Legal scholar Johannes Chan has warned that China’s power in Hong Kong may increase if the West Kowloon terminus of the Express Rail Link is ever expanded.
The government’s proposed joint checkpoint arrangement, for faster customs and immigration procedures, involves asking the National People’s Congress to grant Hong Kong power to lease a quarter of the station to the mainland. The area will no longer be legally considered Hong Kong territory anymore.
As such, the government says it will not violate the Basic Law article which bars mainland laws from being implemented in Hong Kong.
Chan, Hong Kong’s only honorary senior counsel, said the government has indirectly admitted it wished to bypass the Basic Law.
“The government basically admitted the proposal does not comply with the Basic Law – that’s why it has to create this [leased] mainland port area,” he told an RTHK programme on Wednesday.
“Hong Kong people will be frightened – why is some place in middle of Hong Kong not Hong Kong anymore? Will there be another place that does not belong to Hong Kong? This is the core part of the Basic Law – what Hong Kong is – but now its completeness is cut, this is the most worrying part,” he added.

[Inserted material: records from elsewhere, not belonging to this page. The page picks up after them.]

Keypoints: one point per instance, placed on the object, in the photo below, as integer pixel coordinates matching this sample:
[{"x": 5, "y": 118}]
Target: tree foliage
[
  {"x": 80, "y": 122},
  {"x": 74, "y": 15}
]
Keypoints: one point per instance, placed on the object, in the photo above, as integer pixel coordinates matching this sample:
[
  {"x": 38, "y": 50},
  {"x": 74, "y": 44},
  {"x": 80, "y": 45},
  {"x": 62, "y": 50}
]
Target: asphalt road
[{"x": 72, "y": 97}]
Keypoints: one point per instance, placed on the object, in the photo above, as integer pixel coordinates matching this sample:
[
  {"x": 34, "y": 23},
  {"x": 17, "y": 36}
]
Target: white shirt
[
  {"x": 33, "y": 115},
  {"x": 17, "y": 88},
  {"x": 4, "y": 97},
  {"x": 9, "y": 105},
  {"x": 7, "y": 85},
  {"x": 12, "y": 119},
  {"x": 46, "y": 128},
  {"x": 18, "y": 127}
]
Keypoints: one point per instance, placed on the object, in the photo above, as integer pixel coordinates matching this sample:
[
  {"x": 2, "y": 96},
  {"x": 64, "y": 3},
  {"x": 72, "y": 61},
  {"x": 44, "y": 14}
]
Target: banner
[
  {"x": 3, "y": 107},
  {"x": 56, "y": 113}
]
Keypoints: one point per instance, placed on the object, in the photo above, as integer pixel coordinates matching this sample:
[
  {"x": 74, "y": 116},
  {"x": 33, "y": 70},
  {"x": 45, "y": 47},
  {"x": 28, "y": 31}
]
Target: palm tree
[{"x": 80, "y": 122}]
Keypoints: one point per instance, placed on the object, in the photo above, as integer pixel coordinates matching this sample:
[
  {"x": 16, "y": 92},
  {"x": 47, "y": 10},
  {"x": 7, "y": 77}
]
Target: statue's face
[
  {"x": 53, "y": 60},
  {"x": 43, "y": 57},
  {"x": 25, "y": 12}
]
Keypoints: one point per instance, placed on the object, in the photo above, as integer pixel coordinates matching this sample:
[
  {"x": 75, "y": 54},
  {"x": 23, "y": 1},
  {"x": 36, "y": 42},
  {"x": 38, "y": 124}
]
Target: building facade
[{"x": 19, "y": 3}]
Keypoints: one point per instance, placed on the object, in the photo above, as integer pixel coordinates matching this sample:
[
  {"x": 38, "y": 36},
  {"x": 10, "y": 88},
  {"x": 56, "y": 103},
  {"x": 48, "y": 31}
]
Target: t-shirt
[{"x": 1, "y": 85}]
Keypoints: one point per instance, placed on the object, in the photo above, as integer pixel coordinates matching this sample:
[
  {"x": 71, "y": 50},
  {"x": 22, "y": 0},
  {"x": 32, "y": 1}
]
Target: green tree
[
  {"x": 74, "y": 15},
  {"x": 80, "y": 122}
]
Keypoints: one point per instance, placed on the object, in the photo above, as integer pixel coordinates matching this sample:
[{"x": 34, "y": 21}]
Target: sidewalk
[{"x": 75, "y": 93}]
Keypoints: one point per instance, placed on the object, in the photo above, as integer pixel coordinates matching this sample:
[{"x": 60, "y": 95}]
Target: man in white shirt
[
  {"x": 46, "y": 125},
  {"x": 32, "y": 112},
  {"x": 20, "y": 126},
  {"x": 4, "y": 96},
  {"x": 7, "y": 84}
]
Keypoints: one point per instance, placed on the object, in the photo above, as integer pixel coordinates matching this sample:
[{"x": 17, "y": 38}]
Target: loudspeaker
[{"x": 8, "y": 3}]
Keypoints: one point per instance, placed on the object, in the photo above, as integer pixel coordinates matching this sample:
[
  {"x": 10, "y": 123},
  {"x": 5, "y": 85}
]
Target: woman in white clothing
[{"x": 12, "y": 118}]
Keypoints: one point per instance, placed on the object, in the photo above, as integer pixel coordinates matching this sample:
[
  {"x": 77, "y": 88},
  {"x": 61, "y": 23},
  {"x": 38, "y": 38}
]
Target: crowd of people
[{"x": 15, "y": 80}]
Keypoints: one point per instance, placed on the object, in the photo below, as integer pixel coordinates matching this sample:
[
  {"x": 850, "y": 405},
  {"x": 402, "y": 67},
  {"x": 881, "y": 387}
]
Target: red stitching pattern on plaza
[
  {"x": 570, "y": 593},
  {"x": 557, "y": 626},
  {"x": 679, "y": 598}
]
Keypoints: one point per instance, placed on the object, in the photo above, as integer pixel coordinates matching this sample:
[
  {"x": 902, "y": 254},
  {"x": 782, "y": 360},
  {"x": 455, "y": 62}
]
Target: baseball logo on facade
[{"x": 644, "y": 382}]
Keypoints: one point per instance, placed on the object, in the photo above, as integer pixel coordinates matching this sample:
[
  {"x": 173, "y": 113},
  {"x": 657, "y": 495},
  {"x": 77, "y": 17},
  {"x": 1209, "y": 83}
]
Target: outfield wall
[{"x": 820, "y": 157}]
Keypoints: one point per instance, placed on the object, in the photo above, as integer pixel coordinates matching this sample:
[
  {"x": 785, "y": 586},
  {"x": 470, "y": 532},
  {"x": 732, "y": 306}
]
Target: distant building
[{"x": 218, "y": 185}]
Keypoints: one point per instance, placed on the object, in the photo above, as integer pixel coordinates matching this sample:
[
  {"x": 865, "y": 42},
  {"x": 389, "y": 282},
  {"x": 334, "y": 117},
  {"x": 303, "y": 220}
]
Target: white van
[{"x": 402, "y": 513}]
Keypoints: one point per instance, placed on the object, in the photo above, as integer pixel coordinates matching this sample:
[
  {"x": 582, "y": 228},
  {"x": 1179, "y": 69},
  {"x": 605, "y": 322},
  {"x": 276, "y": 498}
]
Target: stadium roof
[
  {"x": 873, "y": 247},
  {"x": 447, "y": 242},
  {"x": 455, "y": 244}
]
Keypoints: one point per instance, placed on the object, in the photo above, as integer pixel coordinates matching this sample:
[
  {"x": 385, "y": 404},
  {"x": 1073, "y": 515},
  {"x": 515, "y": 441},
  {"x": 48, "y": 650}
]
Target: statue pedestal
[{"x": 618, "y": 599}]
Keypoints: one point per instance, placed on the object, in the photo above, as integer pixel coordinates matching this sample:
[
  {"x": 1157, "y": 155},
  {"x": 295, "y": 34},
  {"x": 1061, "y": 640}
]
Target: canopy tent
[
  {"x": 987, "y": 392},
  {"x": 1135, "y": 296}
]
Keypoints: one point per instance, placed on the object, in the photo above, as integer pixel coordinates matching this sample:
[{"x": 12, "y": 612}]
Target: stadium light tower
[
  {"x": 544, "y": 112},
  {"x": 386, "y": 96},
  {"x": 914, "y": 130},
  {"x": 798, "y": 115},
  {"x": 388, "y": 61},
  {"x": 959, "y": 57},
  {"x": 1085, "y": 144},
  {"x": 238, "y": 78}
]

“Tomorrow, for security reasons, say the Hong Kong Special Administrative Region only refers to Hong Kong Island – Kowloon Peninsula does not belong to Hong Kong and becomes a mainland port, the New Territories become a mainland port – it’s possible, and this sets a bad precedent.”

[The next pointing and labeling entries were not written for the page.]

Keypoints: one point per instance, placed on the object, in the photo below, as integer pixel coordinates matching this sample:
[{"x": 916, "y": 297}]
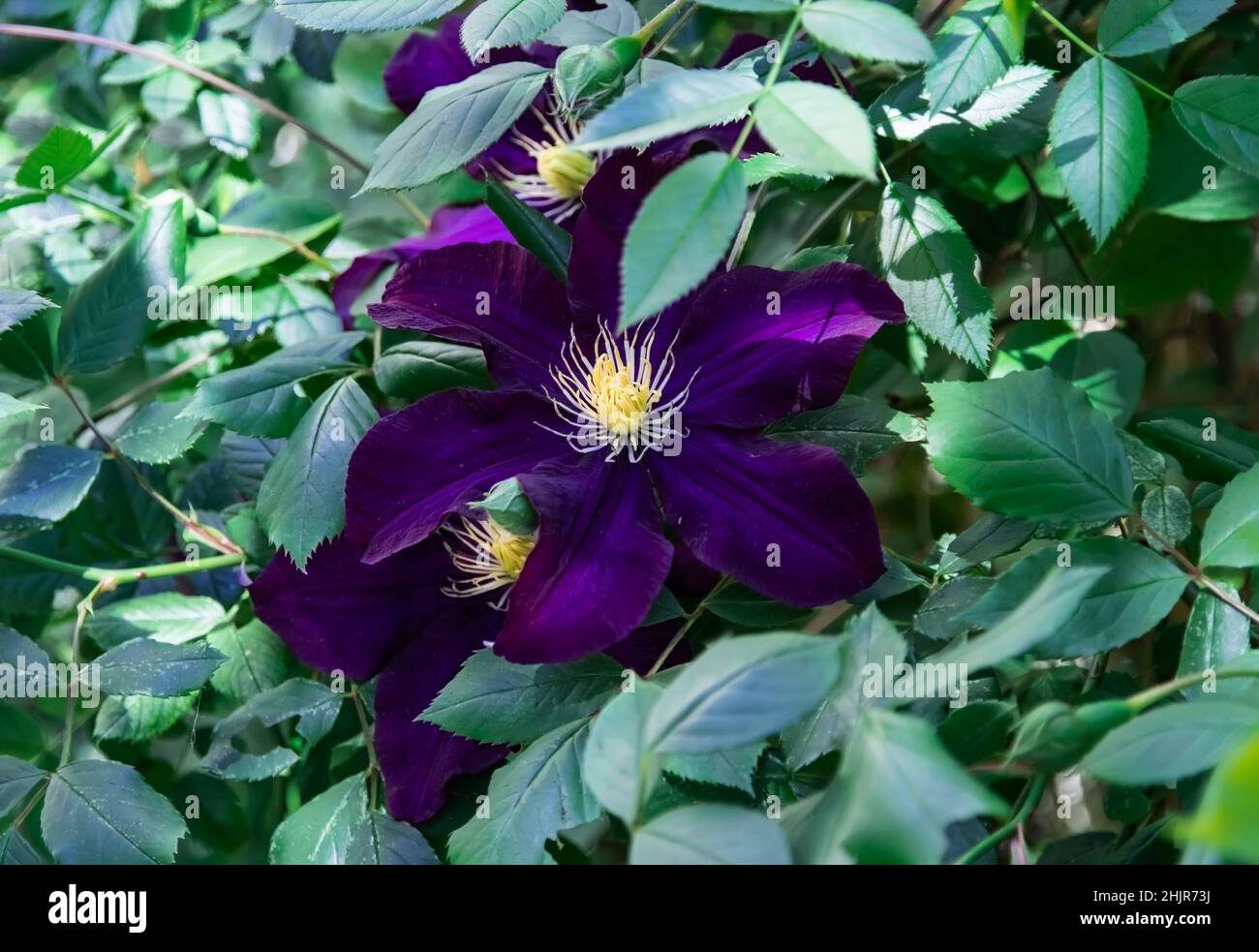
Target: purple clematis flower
[
  {"x": 449, "y": 226},
  {"x": 390, "y": 620},
  {"x": 591, "y": 423}
]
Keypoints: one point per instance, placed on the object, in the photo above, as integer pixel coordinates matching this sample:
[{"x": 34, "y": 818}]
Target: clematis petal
[
  {"x": 419, "y": 464},
  {"x": 416, "y": 758},
  {"x": 343, "y": 615},
  {"x": 767, "y": 343},
  {"x": 495, "y": 294},
  {"x": 449, "y": 226},
  {"x": 785, "y": 519},
  {"x": 597, "y": 567}
]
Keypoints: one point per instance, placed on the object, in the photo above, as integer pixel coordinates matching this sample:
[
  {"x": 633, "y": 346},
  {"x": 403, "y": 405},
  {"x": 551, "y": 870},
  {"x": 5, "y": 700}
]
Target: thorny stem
[
  {"x": 687, "y": 626},
  {"x": 1029, "y": 800},
  {"x": 48, "y": 33},
  {"x": 84, "y": 608},
  {"x": 210, "y": 537},
  {"x": 305, "y": 251},
  {"x": 1196, "y": 574},
  {"x": 373, "y": 763},
  {"x": 122, "y": 575}
]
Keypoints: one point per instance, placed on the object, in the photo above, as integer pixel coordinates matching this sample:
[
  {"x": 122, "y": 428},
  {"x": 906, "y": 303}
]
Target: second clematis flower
[{"x": 620, "y": 439}]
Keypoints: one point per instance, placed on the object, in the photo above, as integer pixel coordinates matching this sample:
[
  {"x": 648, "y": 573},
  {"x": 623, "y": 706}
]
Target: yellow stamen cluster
[
  {"x": 616, "y": 397},
  {"x": 487, "y": 556}
]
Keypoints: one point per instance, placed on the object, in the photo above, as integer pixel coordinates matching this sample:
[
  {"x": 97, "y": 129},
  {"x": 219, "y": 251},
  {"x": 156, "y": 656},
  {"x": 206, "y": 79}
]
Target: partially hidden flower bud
[
  {"x": 507, "y": 506},
  {"x": 1056, "y": 736},
  {"x": 588, "y": 77}
]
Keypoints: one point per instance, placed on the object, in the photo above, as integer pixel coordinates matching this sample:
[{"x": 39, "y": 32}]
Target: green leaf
[
  {"x": 16, "y": 780},
  {"x": 897, "y": 791},
  {"x": 319, "y": 833},
  {"x": 256, "y": 660},
  {"x": 158, "y": 433},
  {"x": 313, "y": 704},
  {"x": 1044, "y": 612},
  {"x": 1226, "y": 818},
  {"x": 1166, "y": 510},
  {"x": 301, "y": 502},
  {"x": 1213, "y": 633},
  {"x": 169, "y": 95},
  {"x": 868, "y": 30},
  {"x": 1100, "y": 142},
  {"x": 168, "y": 617},
  {"x": 453, "y": 124},
  {"x": 818, "y": 127},
  {"x": 363, "y": 15},
  {"x": 230, "y": 122},
  {"x": 138, "y": 718},
  {"x": 1029, "y": 445},
  {"x": 418, "y": 368},
  {"x": 675, "y": 102},
  {"x": 618, "y": 767},
  {"x": 855, "y": 427},
  {"x": 104, "y": 813},
  {"x": 54, "y": 163},
  {"x": 496, "y": 701},
  {"x": 722, "y": 768},
  {"x": 868, "y": 638},
  {"x": 743, "y": 689},
  {"x": 973, "y": 49},
  {"x": 154, "y": 669},
  {"x": 1232, "y": 533},
  {"x": 537, "y": 233},
  {"x": 379, "y": 840},
  {"x": 930, "y": 263},
  {"x": 1137, "y": 591},
  {"x": 45, "y": 486},
  {"x": 681, "y": 230},
  {"x": 710, "y": 835},
  {"x": 537, "y": 795},
  {"x": 1108, "y": 367},
  {"x": 16, "y": 305},
  {"x": 106, "y": 318},
  {"x": 1129, "y": 28},
  {"x": 985, "y": 540},
  {"x": 300, "y": 219},
  {"x": 261, "y": 399},
  {"x": 1171, "y": 742},
  {"x": 1219, "y": 112},
  {"x": 507, "y": 23}
]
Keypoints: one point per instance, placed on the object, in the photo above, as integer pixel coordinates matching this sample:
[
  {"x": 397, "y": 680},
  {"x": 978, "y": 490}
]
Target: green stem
[
  {"x": 121, "y": 575},
  {"x": 687, "y": 626},
  {"x": 1030, "y": 799},
  {"x": 649, "y": 29}
]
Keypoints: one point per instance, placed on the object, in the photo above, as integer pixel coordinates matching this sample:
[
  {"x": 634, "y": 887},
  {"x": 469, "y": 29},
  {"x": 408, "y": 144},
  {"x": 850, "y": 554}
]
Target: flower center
[
  {"x": 565, "y": 169},
  {"x": 487, "y": 557},
  {"x": 562, "y": 171},
  {"x": 616, "y": 397}
]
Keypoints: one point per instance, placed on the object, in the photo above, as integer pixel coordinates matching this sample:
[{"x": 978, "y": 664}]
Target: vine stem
[
  {"x": 1029, "y": 799},
  {"x": 687, "y": 626},
  {"x": 84, "y": 608},
  {"x": 122, "y": 577},
  {"x": 305, "y": 251},
  {"x": 649, "y": 29},
  {"x": 1195, "y": 573},
  {"x": 210, "y": 537},
  {"x": 49, "y": 33},
  {"x": 1091, "y": 50},
  {"x": 373, "y": 762}
]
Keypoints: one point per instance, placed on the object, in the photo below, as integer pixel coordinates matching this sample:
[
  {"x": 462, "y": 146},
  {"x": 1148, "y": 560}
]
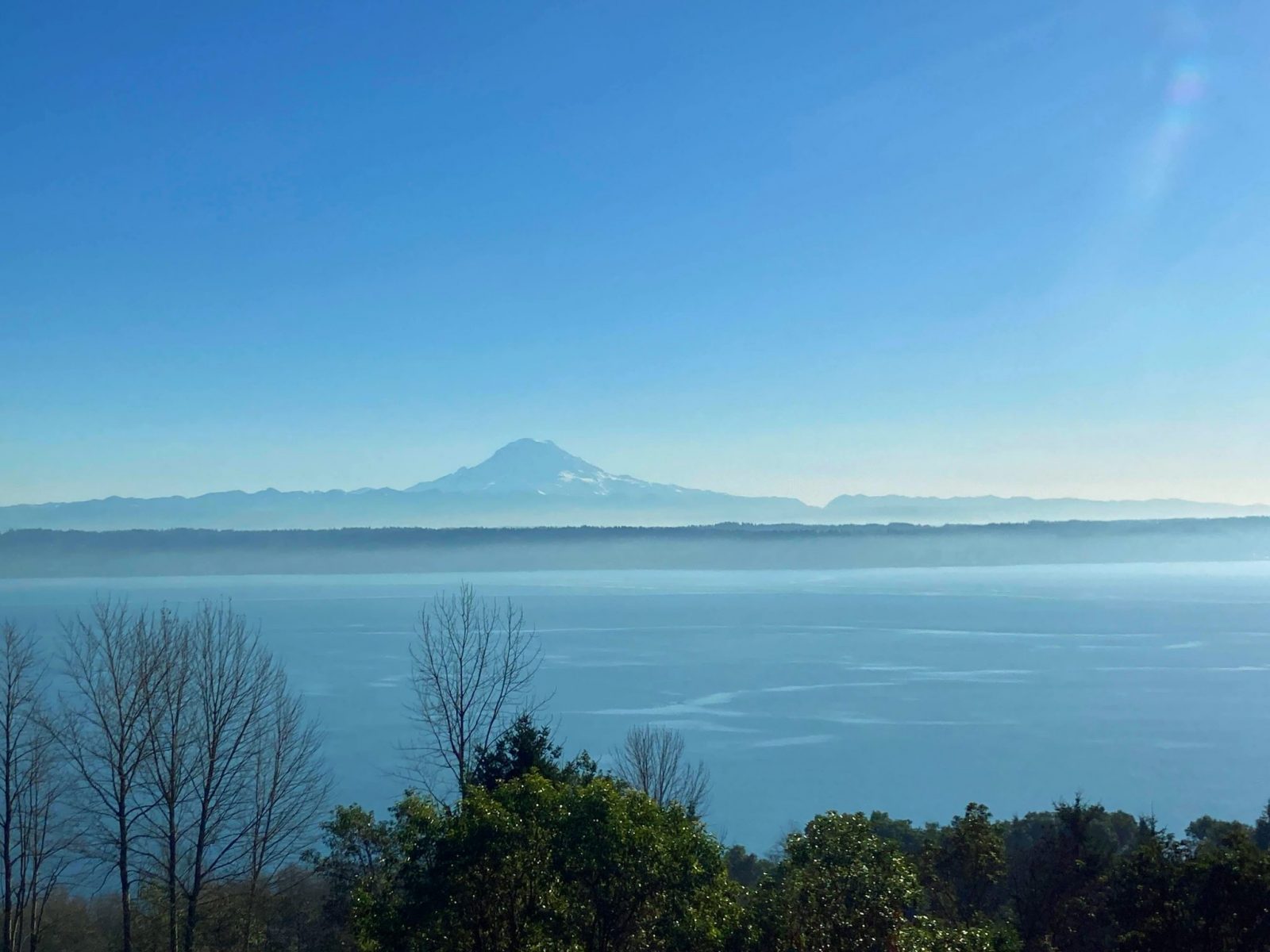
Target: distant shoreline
[{"x": 133, "y": 552}]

Chan said it could be possible that – as the number of passengers increase – the mainland will need to lease more land.
“There must be expansion in the future. The power [of the mainland] will expand when there is an expansion,” he said.
“By that time, when this port area is so convenient, many other things could be conveniently done there as well. When we deport someone, we send them to Lo Wu or Lok Ma Chau [borders] now – maybe if it’s so convenient in the future, we can just send them over to West Kowloon… Gradually, the mainland’s power will extend into Hong Kong – this is what we are concerned about.”
Several legal challenges against the arrangement have been filed. The court will decide whether they should be admitted at a joint hearing on September 22.
Chan said the opportunity for the challenges to succeed will not be high since the incident involves mainland policies. The National People’s Congress may issue an interpretation of the Basic Law if the government loses at the Court of Final Appeal, striking another blow to Hong Kong’s legal system.